Honorary Australian Amy Yang has choked back tears after running away with the Women's PGA Championship in Washington.

After knocking on the door for more than a decade, the former Gold Coast high school prodigy landed her maiden major championship with a three-stroke triumph over fellow South Korean Jin Young Ko, American world No.2 Lilia Vu and Japan's Miya Yamashita.

Yang started the final round with a two-shot buffer and stormed to a seven-stroke lead at one point, before settling for a closing even-par 72 at Sahalee Country Club, east of Seattle.

She finished with a seven-under 281 total and the $US1.56 million winner's cheque.

Amy Yang.
Amy Yang is showered with champagne on the 18th hole at Sahalee Country Club. (AP PHOTO)

Ko (71), Vu (71) and Yamashita (73) shared the runner-up spoils at four under, one better than Americans Ally Ewing (71) and Lauren Hartlage (74).

Not even a three-putt bogey on the 16th hole and a watery double on No.17  could deny Yang after several near misses at the majors.

Yang, who completed her education at Robina State High and won the ANZ Ladies Masters at Royal Pines Resort as a 16-year-old while in Year 11, was runner-up at the US Women's Open in both 2012 and 2015.

Twice she held the 54-hole lead in majors, only to fall short.

The 34-year-old had also posted a total of five fourth placings at the PGA Championship, the Women's British Open and Chevron Championship.

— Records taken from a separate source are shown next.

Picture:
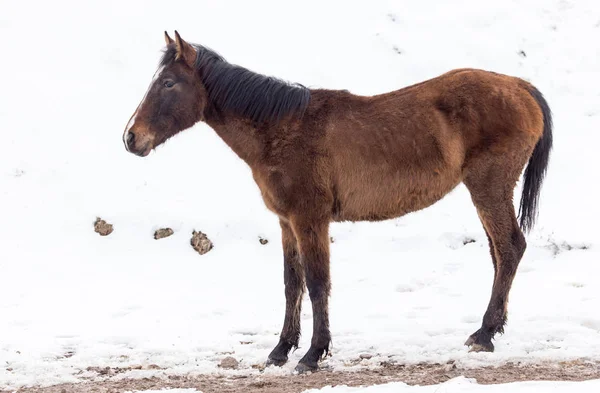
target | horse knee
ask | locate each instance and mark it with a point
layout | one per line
(519, 243)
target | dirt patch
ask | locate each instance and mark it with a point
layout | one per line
(162, 233)
(421, 374)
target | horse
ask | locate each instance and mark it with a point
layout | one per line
(321, 155)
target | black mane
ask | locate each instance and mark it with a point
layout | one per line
(263, 99)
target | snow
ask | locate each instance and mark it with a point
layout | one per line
(407, 290)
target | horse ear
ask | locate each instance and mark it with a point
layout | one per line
(185, 51)
(168, 39)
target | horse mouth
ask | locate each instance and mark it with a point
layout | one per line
(145, 151)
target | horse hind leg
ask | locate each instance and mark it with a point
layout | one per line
(492, 196)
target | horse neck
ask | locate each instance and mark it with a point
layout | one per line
(239, 135)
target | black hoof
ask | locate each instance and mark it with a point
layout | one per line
(278, 356)
(278, 362)
(480, 342)
(302, 367)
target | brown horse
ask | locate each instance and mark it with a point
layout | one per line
(322, 155)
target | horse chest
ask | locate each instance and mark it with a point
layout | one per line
(275, 188)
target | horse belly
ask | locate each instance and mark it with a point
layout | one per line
(383, 194)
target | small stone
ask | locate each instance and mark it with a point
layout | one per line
(153, 367)
(229, 363)
(102, 228)
(201, 243)
(162, 233)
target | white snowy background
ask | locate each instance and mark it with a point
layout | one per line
(406, 290)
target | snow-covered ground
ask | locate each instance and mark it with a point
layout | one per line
(406, 290)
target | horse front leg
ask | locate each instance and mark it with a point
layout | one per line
(313, 242)
(293, 277)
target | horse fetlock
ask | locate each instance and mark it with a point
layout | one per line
(279, 355)
(480, 341)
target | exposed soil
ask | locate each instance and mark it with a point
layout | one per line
(421, 374)
(162, 233)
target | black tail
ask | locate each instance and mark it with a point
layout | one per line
(536, 168)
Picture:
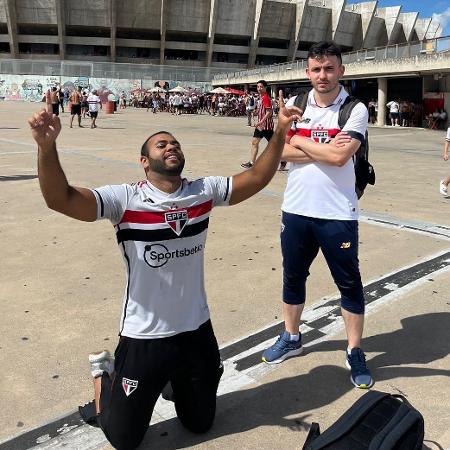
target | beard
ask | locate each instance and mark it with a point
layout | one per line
(328, 87)
(160, 167)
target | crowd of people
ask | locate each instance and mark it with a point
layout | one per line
(167, 343)
(192, 102)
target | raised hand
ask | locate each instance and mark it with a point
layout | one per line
(45, 126)
(287, 115)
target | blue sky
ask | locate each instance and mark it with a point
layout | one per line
(440, 9)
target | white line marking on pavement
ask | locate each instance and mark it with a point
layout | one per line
(88, 438)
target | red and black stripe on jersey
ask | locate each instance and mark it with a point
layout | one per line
(161, 230)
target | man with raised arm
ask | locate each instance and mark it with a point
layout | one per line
(161, 224)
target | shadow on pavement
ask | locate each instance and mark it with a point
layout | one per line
(421, 340)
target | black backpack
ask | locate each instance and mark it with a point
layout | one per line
(377, 421)
(364, 171)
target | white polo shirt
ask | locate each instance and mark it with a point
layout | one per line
(322, 190)
(162, 238)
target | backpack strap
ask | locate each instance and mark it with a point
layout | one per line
(300, 101)
(392, 434)
(348, 420)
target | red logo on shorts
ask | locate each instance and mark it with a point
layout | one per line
(129, 386)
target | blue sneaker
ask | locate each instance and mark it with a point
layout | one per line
(282, 349)
(356, 362)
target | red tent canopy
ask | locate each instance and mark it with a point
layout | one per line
(235, 91)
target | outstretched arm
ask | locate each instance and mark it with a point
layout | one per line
(253, 180)
(72, 201)
(336, 153)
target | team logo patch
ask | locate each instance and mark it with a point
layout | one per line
(129, 386)
(177, 220)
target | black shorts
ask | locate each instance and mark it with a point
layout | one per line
(301, 239)
(263, 134)
(75, 109)
(189, 360)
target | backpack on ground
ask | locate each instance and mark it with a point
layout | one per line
(377, 421)
(364, 171)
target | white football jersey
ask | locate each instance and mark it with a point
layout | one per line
(162, 238)
(317, 189)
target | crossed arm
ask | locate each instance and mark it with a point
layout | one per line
(304, 150)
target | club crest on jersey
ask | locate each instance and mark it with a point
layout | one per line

Now, at age 34, Yang is the oldest major winner on the LPGA Tour since Angela Stanford won the 2018 Evian Championship at 40.

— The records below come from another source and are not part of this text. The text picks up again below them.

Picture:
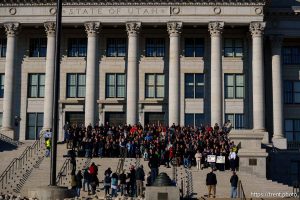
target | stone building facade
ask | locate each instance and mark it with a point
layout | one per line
(186, 62)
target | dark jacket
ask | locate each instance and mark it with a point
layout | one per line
(140, 174)
(79, 180)
(234, 180)
(122, 178)
(153, 161)
(211, 179)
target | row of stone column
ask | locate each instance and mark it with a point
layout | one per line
(174, 29)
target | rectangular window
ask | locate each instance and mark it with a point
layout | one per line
(292, 92)
(34, 125)
(234, 86)
(155, 47)
(38, 47)
(77, 47)
(291, 55)
(154, 85)
(116, 47)
(36, 85)
(1, 117)
(237, 120)
(292, 129)
(2, 85)
(233, 47)
(194, 119)
(75, 85)
(194, 47)
(115, 85)
(194, 86)
(3, 45)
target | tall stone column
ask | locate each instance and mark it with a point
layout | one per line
(258, 86)
(216, 29)
(278, 137)
(8, 100)
(49, 78)
(133, 29)
(92, 30)
(174, 30)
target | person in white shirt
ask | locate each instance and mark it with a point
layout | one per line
(232, 160)
(198, 157)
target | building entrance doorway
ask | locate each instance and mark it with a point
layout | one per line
(75, 118)
(155, 118)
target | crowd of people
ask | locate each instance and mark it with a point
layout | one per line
(160, 145)
(188, 146)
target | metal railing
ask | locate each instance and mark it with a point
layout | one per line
(9, 140)
(62, 174)
(19, 163)
(241, 192)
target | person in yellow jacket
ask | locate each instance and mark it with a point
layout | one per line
(48, 147)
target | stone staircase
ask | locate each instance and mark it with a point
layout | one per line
(8, 152)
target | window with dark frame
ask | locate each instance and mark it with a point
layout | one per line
(2, 78)
(77, 47)
(291, 55)
(34, 125)
(38, 47)
(3, 46)
(234, 86)
(292, 92)
(292, 129)
(115, 85)
(75, 85)
(155, 47)
(194, 86)
(233, 47)
(116, 47)
(194, 47)
(194, 119)
(154, 85)
(36, 85)
(237, 120)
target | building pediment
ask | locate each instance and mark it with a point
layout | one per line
(134, 2)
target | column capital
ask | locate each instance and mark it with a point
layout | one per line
(12, 28)
(92, 28)
(174, 28)
(215, 28)
(276, 41)
(257, 28)
(50, 28)
(133, 28)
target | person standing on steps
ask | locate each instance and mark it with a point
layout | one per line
(211, 182)
(79, 178)
(234, 182)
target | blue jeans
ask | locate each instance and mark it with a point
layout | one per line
(233, 193)
(85, 182)
(114, 192)
(186, 162)
(154, 173)
(78, 191)
(100, 152)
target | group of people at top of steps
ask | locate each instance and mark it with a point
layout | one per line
(180, 145)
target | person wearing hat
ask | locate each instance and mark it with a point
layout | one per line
(140, 177)
(234, 182)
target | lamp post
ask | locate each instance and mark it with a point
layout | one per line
(56, 93)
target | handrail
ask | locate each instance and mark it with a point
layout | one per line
(241, 192)
(63, 171)
(10, 140)
(18, 163)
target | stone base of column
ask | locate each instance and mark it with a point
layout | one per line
(50, 192)
(8, 132)
(252, 158)
(280, 143)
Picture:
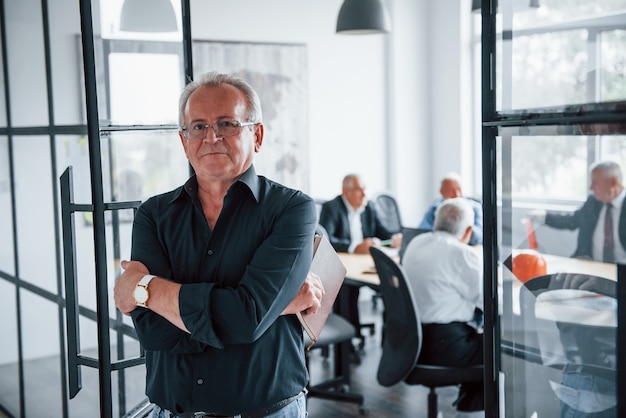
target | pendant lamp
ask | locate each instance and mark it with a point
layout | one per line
(363, 17)
(148, 16)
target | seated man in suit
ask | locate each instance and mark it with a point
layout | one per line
(451, 188)
(353, 227)
(446, 276)
(600, 237)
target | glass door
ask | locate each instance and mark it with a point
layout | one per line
(554, 104)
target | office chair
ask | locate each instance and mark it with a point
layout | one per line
(388, 212)
(402, 342)
(337, 332)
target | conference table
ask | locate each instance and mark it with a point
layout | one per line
(361, 271)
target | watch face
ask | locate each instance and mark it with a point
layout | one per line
(141, 294)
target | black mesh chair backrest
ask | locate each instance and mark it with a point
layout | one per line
(407, 235)
(403, 330)
(388, 212)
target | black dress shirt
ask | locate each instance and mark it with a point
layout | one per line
(241, 354)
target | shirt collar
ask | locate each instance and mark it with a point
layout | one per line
(350, 208)
(248, 178)
(619, 199)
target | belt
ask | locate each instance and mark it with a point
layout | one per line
(255, 414)
(589, 369)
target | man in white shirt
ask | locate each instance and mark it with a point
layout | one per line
(446, 275)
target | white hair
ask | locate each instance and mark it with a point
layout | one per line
(454, 216)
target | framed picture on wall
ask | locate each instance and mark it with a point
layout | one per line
(278, 73)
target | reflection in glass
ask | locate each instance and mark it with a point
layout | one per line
(574, 319)
(564, 52)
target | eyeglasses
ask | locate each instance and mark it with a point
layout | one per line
(222, 129)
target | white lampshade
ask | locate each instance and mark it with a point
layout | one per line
(363, 17)
(148, 16)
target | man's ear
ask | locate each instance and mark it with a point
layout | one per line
(259, 131)
(467, 235)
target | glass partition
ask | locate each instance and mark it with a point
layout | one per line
(559, 298)
(560, 52)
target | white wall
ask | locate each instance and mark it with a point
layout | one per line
(386, 106)
(393, 107)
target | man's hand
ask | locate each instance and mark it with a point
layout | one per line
(396, 240)
(309, 297)
(364, 247)
(125, 285)
(537, 216)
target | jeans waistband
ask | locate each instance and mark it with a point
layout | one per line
(255, 414)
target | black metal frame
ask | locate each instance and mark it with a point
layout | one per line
(70, 383)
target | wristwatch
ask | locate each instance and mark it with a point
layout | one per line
(141, 293)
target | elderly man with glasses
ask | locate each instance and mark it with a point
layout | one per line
(219, 266)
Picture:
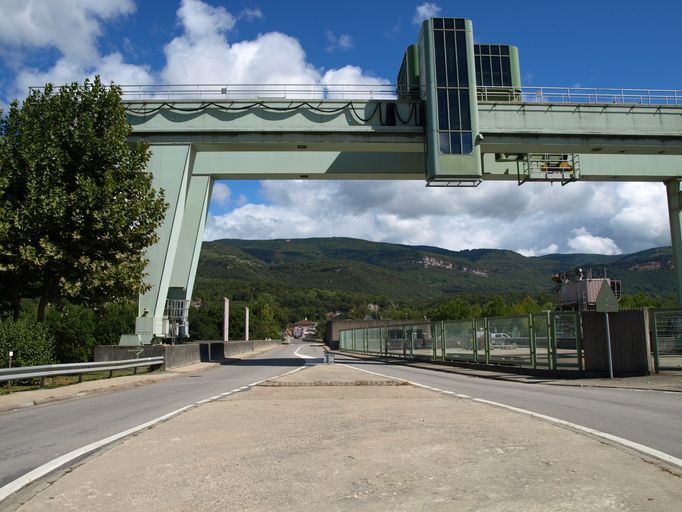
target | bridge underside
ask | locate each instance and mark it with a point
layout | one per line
(192, 149)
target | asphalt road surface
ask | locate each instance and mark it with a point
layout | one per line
(32, 436)
(651, 418)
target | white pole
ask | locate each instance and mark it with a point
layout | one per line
(246, 324)
(226, 319)
(608, 345)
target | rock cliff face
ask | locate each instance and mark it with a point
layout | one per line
(432, 262)
(645, 266)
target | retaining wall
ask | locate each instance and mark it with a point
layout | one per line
(183, 354)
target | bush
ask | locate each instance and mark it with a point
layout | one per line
(74, 331)
(31, 342)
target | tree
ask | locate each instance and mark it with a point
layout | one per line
(78, 203)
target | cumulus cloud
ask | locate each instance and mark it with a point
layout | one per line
(583, 241)
(251, 14)
(341, 42)
(425, 11)
(533, 220)
(221, 194)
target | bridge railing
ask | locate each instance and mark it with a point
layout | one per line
(550, 340)
(260, 92)
(581, 95)
(53, 370)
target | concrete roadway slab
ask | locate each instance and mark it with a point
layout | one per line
(331, 438)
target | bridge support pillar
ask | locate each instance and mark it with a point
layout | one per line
(675, 215)
(189, 245)
(171, 168)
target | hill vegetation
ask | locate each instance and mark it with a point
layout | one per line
(323, 278)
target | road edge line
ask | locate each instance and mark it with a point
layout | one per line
(646, 450)
(45, 469)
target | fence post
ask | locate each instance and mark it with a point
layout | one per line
(486, 340)
(551, 342)
(654, 340)
(474, 334)
(531, 341)
(579, 341)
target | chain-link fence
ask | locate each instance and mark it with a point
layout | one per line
(548, 340)
(666, 339)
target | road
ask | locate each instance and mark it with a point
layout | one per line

This was Yang's 75th major start, also the most before a player's first success since Stanford, who was playing her 76th.

"I'm lost for words right now," Yang said after saluting for the first time since winning last year's season-ending Tour Championship.

"So all the hard work we, our team, did together and I'm so grateful for that.

"I always wanted to win a major and I came close several times and I started doubting myself if I'm ever going to win a major before I retire.

"I've been on tour quite a while and I am so grateful and very, very happy to win a major."

Her reward for finally breaking through is a spot on South Korea's Olympic team for a third time.

Hannah Green
Golf ace Hannah Green can't wait to represent Australia at a second Olympic Games. (John Cowpland/AAP PHOTOS)

Paris Games teammates Hannah Green (71) and Minjee Lee (74) finished as joint top Australians, in a tie for 24th at four over par.

The Perth duo, who will join men's representatives Jason Day and Lee's brother Min Woo in Paris, still have another major, the Evian Championship in France from July 11-14, before the Olympics.

Green, the world No.5 boasting two wins already in 2024, will head home for 10 days to recharge.

"It'll be really quick turnover, but it will be good for me mentally," she said.

"Not that I've been struggling in the last few months, but it's always nice to return home.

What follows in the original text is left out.